# funny pic of one of my boys= ]



## vegan_bexx (Nov 4, 2007)

This is Harry
i got this photo by accident after pressing the button twice when trying to take the first image = ]

just thought i would share images of the _wererat _with you hehe

scroll down...


----------



## A1APassion (Jul 29, 2007)

lol... very cute

I have one that I titled "Bark at the Moon"


----------



## twitch (Jan 4, 2007)

i love yawning pics. they are so hard to get but well worth the trouble.


----------



## Nenn (Nov 13, 2007)

Rawr lion! So cutie, I wish I had a camera everytime my girls yawn ^^


----------



## Brad (Nov 6, 2007)

How cool that you got that by accident! What color is Harry, by the way?


----------



## rat_ratscal (Sep 23, 2007)

A1APassion said:


> lol... very cute
> 
> I have one that I titled "Bark at the Moon"


bark at the moon is an ozzy osbourne song  

ive seen so many times i could have got an adorable yawning pic but couldnt  its so cute


----------



## vegan_bexx (Nov 4, 2007)

Brad said:


> How cool that you got that by accident! What color is Harry, by the way?


hes a Husky apparently


----------



## Phobie (Jun 3, 2007)

Oh man, love that yawning pic! So sweet. Big toothypegs!

Here is a thing I found about European Husky's, as I have one myself:

http://www.dreameyce.com/eagleseye/rattery/ratinfo/huskyrats.htm

And if you google 'husky rat' you will see lots of pictures of lovely huskys!


----------



## ledzepgirl16 (Oct 29, 2007)

hes a Husky apparently[/quote]

That's an awesome color, he really does look like a little wolf in the pic. :wink:


----------



## rat_ratscal (Sep 23, 2007)

Phobie said:


> Oh man, love that yawning pic!
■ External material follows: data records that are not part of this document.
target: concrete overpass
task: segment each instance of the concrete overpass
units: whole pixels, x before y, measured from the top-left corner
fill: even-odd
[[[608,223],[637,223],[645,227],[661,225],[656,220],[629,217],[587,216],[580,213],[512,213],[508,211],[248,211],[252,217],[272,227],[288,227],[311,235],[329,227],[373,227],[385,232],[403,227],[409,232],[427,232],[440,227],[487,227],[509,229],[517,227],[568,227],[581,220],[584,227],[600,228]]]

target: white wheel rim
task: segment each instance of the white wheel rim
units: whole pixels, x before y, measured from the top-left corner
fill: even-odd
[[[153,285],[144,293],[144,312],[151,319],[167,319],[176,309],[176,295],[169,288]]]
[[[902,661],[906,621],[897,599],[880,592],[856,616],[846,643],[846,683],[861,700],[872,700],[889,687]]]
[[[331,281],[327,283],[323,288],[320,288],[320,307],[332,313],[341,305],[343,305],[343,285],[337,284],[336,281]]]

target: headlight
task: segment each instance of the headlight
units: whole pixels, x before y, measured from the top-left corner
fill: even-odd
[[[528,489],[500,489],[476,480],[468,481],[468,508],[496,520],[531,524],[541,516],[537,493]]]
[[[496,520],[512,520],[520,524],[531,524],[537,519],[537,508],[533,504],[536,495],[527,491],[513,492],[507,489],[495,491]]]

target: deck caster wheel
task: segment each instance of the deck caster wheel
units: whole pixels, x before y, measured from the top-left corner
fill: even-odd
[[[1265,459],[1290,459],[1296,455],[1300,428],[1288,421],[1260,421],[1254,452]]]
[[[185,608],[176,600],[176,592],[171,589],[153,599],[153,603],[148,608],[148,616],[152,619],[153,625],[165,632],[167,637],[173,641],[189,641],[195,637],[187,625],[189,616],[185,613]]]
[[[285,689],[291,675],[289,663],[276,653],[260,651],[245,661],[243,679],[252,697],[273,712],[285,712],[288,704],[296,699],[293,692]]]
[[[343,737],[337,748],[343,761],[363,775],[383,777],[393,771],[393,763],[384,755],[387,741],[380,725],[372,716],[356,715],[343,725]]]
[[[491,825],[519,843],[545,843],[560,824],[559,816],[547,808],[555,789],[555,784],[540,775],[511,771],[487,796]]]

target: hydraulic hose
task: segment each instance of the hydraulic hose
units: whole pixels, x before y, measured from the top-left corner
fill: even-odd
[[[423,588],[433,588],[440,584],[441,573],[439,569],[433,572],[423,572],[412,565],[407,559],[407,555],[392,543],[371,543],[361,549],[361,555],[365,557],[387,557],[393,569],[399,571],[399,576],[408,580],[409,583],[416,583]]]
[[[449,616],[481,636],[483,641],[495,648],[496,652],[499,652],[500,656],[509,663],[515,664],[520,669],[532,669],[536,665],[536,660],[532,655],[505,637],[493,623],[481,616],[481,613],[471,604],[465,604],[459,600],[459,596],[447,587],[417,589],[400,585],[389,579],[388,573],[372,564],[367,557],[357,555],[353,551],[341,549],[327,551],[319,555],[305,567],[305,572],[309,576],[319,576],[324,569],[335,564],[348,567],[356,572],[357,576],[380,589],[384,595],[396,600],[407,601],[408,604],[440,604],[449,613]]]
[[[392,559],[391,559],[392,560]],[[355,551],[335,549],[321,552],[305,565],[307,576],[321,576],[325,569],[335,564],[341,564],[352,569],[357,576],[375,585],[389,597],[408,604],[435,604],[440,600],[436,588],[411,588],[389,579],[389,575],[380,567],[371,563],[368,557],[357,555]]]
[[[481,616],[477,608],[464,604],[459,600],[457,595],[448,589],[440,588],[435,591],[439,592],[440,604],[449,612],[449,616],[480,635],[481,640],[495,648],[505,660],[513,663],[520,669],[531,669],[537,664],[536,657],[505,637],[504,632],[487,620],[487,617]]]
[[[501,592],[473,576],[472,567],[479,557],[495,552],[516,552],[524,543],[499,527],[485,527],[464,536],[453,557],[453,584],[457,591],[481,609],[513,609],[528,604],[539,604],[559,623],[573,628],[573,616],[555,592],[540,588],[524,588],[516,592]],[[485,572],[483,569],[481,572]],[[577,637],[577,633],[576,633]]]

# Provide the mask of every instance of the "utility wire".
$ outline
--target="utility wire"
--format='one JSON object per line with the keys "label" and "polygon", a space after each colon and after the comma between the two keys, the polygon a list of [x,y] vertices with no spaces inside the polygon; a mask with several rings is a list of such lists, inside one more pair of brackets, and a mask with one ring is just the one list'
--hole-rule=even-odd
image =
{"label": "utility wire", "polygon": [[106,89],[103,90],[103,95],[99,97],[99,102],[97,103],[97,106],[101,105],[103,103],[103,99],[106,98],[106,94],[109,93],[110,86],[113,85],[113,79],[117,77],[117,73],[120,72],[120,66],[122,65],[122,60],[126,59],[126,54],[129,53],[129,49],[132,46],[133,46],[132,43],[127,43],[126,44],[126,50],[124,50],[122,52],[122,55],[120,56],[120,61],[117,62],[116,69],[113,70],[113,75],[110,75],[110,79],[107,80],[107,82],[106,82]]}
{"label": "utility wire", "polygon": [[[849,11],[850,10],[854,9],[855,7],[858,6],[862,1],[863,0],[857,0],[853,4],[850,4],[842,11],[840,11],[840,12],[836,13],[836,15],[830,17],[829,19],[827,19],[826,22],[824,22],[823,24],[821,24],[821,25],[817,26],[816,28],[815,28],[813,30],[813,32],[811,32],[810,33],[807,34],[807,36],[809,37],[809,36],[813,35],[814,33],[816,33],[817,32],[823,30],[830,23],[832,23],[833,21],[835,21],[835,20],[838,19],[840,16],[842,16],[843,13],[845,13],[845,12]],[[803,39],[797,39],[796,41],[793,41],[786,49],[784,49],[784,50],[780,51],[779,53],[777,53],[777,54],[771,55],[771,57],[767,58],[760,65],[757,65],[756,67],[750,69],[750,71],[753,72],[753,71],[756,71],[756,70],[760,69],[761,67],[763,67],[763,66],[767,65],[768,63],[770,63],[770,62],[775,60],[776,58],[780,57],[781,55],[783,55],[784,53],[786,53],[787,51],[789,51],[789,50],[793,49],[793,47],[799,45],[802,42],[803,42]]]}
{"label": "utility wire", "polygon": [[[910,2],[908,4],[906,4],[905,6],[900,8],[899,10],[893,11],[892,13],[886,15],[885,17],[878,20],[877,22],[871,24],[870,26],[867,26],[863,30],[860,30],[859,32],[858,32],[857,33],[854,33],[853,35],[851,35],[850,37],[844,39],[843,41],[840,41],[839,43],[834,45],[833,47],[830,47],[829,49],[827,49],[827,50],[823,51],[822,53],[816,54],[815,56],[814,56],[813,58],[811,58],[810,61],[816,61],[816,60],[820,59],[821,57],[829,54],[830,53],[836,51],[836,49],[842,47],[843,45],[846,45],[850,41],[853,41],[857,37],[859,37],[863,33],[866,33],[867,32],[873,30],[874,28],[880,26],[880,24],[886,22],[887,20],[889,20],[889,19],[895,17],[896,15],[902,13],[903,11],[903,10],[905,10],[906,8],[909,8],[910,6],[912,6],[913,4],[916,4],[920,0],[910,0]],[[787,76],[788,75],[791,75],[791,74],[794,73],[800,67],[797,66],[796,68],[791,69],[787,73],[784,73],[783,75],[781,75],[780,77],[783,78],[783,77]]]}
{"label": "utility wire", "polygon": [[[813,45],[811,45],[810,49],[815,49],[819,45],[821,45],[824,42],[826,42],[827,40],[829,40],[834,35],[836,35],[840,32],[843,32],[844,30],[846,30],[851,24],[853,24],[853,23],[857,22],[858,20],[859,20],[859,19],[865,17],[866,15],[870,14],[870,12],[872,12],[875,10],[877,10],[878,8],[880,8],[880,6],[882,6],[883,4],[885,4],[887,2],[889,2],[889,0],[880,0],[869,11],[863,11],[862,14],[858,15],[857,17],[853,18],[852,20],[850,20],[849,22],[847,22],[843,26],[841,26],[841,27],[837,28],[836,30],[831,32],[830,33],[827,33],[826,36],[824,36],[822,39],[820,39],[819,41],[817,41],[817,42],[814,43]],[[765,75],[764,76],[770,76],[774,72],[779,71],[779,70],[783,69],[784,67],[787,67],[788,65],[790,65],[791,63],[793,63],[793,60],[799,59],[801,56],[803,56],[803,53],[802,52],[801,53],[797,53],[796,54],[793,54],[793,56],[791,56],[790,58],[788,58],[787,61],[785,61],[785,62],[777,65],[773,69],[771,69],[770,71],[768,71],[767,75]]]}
So sweet. Big toothypegs!
> 
> Here is a thing I found about European Husky's, as I have one myself:
> 
> ...


my dad is from england, he says "go brush your toosypegs" it scared my the first time


----------



## Gary26Uk (Oct 2, 2007)

My Snoogles isa husky , shes gorgeous ! Although her markings seem to be fading somewhat over time.


----------



## daisy184 (Oct 29, 2007)

haahaa......


----------



## rat_ratscal (Sep 23, 2007)

lol daisy :lol:


----------



## vegan_bexx (Nov 4, 2007)

daisy184 said:


> haahaa......


haha that is cool, saving that!, thanks Daisy.


----------